Dass Frauen nach einer Corona-Impfung deutlich häufiger Nebenwirkungen hatten, ist logisch, weil sie ein aktiveres Immunsystem haben als Männer. Aber wir hätten Frauenbeschwerden ernster nehmen sollen, sagt Sabine Oertelt, Professorin für sex- und geschlechtersensible Medizin.
Bei Frauen ist das Risiko von Nebenwirkungen nach einer Corona-Impfung doppelt so hoch wie bei Männern. Dies wurde letzte Woche durch Untersuchungen des Nebenwirkungszentrums Lareb gezeigt. Insbesondere Beschwerden wie Übelkeit und ein roter Arm traten bei Frauen deutlich häufiger auf als bei Männern.
„Diese Ergebnisse sind nicht überraschend“, sagt Agnes Kant, Direktorin von Lareb. „Es ist bekannt, dass Frauen im Durchschnitt ein aktiveres Immunsystem haben als Männer. Dadurch sprechen sie stärker auf Impfungen an.“ Das sieht man auch bei der Grippeimpfung.
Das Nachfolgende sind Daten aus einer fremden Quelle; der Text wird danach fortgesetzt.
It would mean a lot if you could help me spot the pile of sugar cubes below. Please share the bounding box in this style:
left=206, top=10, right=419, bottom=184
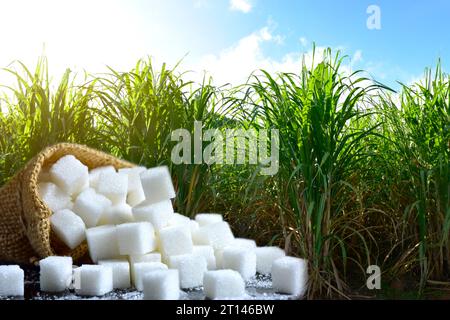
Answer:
left=0, top=155, right=308, bottom=300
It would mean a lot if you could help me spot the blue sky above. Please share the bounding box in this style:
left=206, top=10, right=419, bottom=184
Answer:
left=0, top=0, right=450, bottom=86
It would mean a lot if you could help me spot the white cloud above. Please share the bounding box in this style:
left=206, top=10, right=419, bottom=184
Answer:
left=189, top=23, right=362, bottom=85
left=230, top=0, right=253, bottom=13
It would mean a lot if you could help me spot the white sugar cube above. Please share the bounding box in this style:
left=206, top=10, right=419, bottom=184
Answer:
left=222, top=247, right=256, bottom=280
left=143, top=270, right=180, bottom=300
left=159, top=226, right=193, bottom=259
left=38, top=182, right=72, bottom=212
left=50, top=155, right=89, bottom=196
left=0, top=266, right=23, bottom=297
left=255, top=247, right=286, bottom=274
left=39, top=257, right=73, bottom=292
left=97, top=172, right=128, bottom=204
left=133, top=262, right=168, bottom=291
left=127, top=188, right=145, bottom=207
left=89, top=166, right=116, bottom=189
left=117, top=222, right=156, bottom=255
left=73, top=189, right=111, bottom=228
left=86, top=226, right=120, bottom=262
left=232, top=238, right=256, bottom=249
left=192, top=246, right=216, bottom=270
left=195, top=213, right=223, bottom=227
left=272, top=257, right=308, bottom=296
left=98, top=203, right=134, bottom=225
left=119, top=167, right=145, bottom=207
left=214, top=247, right=223, bottom=269
left=133, top=200, right=173, bottom=230
left=203, top=270, right=245, bottom=299
left=98, top=259, right=131, bottom=289
left=128, top=252, right=161, bottom=283
left=193, top=221, right=234, bottom=249
left=140, top=166, right=175, bottom=203
left=119, top=166, right=147, bottom=174
left=75, top=265, right=113, bottom=296
left=38, top=168, right=52, bottom=182
left=50, top=209, right=86, bottom=250
left=169, top=254, right=208, bottom=289
left=189, top=220, right=200, bottom=235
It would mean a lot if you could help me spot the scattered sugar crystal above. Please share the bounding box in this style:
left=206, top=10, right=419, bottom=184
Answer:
left=143, top=270, right=180, bottom=300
Professor Oertelt erforscht unter anderem die biologischen Unterschiede zwischen dem Immunsystem von Männern und Frauen. „Frauen haben auch häufiger Allergien“, sagt sie. „Das sind alles Folgen dieses aktiveren Immunsystems.“
Kant hält es nicht für eine Katastrophe, dass Frauen häufiger Nebenwirkungen durch einen Corona-Impfstoff bekommen, solange die Nebenwirkungen mild bleiben. „Übelkeit, Kopfschmerzen und Fieber waren häufig. Das ist sehr ärgerlich, aber nicht schlimm“, sagt sie.
Eine sehr kleine Anzahl von Menschen habe nach der Impfung einen akuten Schock erlitten, fügt Oertelt hinzu. „Das kam sehr selten vor. Aber es waren fast alle Frauen.“
Menstruationsstörung als psychisches Leiden abgetan
„Wir können nicht viel daran ändern, wie der weibliche Körper funktioniert“, sagt Oertelt zu den Nebenwirkungen. „Aber wir hätten die Beschwerden von Frauen ernster nehmen sollen.“ Sie verweist auf die vielen Menstruationsbeschwerden, die Frauen berichteten.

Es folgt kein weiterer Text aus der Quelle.